By taking the mentioned issues discussed above, one can easily understand that we step behind in leveraging the benefits of online and system-based Crowdfunding in our country Ethiopia.
Hence, by considering the fertile grounds in our country like
- Our ancient way of life who supports one another in any way of possibility
- Our cultural and spiritual norm who facilitates being together and help one another
- Increasing internet and mobile phone usage penetration trends
- Automated and online payment options available for most local banks where ever we live etc, we need to come up with a solution which will helps us to share and support the peoples in need.

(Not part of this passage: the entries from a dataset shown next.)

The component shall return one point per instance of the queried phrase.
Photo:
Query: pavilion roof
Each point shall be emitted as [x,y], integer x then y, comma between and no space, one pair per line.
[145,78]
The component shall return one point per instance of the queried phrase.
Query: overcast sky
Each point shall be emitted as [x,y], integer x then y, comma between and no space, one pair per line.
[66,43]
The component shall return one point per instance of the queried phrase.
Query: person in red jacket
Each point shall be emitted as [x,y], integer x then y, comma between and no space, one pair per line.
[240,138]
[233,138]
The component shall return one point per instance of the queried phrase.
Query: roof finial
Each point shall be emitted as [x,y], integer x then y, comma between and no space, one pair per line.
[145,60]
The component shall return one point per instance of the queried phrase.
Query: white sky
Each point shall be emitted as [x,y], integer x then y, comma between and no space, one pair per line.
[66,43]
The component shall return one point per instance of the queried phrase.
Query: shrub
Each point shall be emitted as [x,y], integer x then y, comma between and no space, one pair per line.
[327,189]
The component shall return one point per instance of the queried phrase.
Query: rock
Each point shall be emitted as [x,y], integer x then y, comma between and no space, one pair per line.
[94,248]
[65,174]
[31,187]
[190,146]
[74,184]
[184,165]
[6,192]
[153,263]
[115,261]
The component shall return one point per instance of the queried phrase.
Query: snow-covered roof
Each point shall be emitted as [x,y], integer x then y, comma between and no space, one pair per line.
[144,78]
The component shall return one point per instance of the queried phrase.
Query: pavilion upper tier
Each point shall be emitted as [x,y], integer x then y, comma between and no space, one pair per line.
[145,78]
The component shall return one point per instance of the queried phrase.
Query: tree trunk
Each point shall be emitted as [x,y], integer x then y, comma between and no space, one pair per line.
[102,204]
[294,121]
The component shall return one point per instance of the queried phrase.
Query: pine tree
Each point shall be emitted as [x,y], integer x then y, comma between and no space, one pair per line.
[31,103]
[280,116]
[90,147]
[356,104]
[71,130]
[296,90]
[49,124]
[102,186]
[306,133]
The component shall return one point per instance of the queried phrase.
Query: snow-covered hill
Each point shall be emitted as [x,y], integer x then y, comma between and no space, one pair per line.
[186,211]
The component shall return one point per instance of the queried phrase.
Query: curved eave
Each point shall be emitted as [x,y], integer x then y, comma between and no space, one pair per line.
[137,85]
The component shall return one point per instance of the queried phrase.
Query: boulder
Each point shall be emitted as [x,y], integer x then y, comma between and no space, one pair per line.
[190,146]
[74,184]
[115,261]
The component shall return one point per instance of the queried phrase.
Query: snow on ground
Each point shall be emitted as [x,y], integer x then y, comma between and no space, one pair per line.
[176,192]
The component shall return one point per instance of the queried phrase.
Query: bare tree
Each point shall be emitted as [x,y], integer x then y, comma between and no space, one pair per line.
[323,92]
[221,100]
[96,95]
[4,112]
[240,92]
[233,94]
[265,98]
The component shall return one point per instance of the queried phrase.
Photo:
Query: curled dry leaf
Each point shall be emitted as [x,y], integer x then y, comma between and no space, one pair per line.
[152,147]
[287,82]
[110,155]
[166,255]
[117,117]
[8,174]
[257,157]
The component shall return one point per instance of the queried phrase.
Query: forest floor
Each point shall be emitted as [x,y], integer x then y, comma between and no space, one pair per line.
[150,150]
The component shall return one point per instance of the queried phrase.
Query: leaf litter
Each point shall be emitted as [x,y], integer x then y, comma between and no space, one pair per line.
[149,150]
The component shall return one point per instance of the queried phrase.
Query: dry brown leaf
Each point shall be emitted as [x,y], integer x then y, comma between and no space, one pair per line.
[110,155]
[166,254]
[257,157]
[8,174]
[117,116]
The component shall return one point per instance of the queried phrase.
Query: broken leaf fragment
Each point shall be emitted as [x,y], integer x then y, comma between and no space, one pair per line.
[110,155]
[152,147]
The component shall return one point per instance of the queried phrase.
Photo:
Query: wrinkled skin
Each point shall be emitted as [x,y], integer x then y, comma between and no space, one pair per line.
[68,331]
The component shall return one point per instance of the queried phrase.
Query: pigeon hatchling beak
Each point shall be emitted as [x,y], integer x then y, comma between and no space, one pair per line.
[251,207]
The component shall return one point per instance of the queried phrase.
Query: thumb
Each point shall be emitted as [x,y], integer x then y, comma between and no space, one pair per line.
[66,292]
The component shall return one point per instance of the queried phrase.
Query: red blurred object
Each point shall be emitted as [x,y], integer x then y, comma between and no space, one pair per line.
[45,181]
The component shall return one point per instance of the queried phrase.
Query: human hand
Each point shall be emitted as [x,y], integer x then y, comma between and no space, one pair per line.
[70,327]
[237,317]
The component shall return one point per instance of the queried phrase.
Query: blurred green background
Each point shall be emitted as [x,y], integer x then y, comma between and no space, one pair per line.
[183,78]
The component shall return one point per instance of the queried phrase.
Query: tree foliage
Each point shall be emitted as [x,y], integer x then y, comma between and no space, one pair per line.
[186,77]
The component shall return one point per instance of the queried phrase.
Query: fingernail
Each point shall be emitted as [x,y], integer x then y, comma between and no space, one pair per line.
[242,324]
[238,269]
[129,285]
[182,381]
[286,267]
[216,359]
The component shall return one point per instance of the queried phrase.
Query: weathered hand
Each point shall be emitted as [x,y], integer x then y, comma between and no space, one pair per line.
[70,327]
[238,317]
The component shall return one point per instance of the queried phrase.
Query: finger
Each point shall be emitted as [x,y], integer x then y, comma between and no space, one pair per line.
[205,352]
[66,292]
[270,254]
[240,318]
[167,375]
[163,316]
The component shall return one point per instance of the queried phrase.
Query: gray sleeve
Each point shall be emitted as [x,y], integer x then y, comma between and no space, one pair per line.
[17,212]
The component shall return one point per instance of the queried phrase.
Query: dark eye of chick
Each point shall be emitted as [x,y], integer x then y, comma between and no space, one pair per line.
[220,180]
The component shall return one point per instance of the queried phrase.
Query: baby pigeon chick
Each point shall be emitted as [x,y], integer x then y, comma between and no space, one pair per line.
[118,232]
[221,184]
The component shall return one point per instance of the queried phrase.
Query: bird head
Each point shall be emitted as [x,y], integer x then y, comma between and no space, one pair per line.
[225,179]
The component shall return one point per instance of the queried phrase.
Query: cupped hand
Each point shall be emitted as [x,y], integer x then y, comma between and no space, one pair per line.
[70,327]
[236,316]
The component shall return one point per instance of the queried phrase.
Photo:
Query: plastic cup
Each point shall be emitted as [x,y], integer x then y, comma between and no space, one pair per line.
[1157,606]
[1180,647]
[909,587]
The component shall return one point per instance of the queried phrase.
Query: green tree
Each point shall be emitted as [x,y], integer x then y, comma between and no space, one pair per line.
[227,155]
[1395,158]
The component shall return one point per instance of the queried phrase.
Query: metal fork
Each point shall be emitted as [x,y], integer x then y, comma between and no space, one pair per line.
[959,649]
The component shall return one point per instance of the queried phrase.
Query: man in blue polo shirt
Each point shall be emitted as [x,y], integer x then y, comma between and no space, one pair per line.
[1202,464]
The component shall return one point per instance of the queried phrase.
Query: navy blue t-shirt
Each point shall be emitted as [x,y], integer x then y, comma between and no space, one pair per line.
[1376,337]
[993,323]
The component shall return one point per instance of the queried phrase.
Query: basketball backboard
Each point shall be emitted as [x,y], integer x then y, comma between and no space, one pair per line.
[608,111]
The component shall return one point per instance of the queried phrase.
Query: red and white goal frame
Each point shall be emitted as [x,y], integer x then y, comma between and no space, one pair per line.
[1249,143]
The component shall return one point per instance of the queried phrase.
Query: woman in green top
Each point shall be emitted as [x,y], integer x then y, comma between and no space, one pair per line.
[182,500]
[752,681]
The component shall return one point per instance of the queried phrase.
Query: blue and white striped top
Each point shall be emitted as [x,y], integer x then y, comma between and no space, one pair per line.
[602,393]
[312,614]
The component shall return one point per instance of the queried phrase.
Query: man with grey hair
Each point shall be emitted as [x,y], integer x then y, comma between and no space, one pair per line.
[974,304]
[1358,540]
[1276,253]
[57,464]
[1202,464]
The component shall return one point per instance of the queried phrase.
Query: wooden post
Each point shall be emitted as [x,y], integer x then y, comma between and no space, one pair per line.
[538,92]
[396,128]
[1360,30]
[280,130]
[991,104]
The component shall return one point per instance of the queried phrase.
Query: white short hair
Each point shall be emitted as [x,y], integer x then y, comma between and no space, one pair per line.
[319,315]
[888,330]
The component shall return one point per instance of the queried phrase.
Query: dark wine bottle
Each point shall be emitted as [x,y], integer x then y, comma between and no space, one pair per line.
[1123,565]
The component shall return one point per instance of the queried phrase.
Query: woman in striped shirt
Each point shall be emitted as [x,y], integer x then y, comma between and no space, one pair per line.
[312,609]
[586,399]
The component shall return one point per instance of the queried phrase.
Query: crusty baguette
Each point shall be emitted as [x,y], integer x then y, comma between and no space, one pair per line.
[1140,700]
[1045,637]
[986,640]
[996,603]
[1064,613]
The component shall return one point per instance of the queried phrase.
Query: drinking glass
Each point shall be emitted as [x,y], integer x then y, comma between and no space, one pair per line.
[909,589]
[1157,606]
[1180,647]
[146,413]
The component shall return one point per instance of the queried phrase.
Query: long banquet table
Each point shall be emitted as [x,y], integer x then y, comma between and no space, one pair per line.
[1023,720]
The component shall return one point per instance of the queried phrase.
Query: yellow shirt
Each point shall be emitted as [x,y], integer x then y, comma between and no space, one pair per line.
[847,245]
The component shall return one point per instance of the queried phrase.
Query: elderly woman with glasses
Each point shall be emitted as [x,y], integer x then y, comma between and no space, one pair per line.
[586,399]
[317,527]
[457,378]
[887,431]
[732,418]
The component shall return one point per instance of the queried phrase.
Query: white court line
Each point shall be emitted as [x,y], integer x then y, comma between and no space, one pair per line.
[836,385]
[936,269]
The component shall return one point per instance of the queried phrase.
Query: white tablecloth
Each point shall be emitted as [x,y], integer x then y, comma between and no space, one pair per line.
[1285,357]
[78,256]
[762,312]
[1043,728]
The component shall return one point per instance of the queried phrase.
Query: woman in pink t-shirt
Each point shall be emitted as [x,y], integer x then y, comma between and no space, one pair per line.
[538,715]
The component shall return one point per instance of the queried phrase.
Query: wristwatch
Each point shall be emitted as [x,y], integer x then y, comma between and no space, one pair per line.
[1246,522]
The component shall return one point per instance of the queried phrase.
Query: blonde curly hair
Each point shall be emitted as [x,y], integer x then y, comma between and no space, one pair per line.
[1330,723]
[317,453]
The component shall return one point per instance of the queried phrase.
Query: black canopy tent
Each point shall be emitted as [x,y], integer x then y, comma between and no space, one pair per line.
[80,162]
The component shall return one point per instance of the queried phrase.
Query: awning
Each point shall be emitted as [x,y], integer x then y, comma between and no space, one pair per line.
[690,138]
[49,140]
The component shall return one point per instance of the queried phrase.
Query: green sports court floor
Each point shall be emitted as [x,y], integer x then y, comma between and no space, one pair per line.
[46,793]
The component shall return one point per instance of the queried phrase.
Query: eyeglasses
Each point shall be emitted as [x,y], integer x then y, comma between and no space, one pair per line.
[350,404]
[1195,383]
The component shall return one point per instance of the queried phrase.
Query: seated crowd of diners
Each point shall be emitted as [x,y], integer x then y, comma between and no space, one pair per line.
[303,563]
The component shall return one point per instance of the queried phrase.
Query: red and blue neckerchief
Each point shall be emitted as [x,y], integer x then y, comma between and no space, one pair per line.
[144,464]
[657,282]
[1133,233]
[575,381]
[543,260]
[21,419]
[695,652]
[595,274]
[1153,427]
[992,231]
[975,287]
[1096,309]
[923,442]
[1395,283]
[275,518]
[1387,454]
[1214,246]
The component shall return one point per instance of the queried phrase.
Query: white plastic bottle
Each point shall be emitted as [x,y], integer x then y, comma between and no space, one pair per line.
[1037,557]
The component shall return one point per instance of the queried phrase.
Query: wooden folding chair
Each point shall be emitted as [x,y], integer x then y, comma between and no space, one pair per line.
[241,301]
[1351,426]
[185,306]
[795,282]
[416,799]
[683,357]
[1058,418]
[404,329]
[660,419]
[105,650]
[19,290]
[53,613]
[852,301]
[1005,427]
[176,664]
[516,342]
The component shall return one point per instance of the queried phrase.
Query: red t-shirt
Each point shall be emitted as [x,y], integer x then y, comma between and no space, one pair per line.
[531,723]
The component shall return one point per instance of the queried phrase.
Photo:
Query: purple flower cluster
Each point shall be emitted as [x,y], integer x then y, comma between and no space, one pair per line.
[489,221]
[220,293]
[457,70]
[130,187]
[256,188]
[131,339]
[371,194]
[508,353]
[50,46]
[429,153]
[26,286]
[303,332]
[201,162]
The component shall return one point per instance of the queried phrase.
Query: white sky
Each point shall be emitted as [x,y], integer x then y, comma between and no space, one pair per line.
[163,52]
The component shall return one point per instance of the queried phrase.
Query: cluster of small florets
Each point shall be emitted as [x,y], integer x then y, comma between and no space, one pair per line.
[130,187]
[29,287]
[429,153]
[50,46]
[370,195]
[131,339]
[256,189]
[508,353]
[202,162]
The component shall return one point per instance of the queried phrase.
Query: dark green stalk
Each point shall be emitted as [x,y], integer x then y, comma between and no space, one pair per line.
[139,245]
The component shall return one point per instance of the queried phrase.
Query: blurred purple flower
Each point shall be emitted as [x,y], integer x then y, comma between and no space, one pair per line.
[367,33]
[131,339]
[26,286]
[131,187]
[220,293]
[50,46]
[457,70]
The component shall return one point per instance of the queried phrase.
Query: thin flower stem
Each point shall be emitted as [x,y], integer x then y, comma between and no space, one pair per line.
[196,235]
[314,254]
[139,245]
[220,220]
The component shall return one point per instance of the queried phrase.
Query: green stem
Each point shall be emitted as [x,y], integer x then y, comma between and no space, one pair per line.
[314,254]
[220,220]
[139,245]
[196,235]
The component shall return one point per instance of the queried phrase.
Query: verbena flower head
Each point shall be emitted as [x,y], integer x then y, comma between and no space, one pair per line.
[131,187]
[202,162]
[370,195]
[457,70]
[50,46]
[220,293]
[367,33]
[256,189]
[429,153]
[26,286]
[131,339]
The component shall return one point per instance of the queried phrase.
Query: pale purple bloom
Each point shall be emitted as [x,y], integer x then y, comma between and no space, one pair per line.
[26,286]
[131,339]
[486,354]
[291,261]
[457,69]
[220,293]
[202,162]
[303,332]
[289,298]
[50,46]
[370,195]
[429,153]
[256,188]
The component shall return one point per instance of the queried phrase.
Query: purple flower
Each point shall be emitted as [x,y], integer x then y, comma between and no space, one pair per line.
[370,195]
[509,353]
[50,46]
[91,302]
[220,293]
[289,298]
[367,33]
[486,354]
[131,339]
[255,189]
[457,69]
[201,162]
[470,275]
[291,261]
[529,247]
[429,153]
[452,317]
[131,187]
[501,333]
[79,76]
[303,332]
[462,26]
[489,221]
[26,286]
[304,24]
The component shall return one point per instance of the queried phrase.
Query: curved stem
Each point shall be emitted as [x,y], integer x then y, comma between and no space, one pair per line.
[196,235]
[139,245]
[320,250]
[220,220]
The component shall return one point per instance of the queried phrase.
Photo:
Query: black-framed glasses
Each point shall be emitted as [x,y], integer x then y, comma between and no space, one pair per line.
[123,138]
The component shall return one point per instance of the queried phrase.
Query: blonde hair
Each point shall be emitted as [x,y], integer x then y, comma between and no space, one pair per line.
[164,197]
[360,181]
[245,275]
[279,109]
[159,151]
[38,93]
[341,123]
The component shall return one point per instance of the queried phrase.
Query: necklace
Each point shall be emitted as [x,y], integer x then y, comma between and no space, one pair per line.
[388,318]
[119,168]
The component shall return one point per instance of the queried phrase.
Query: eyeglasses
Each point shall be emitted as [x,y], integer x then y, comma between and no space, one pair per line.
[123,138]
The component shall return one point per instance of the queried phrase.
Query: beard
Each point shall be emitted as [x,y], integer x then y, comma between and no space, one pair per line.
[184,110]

So, our proposed AgarFund Crowdfunding portal assumes to bridge this gap and becomes the first of its kind in pointing out the importance of such initiatives. We also want to contribute to shed light on the Ethiopian Crowdfunding market. We truly believe that Crowdfunding has the potential to democratize access to donations and capital for Ethiopian charities, medical problems, entrepreneurship and start up ideas and more.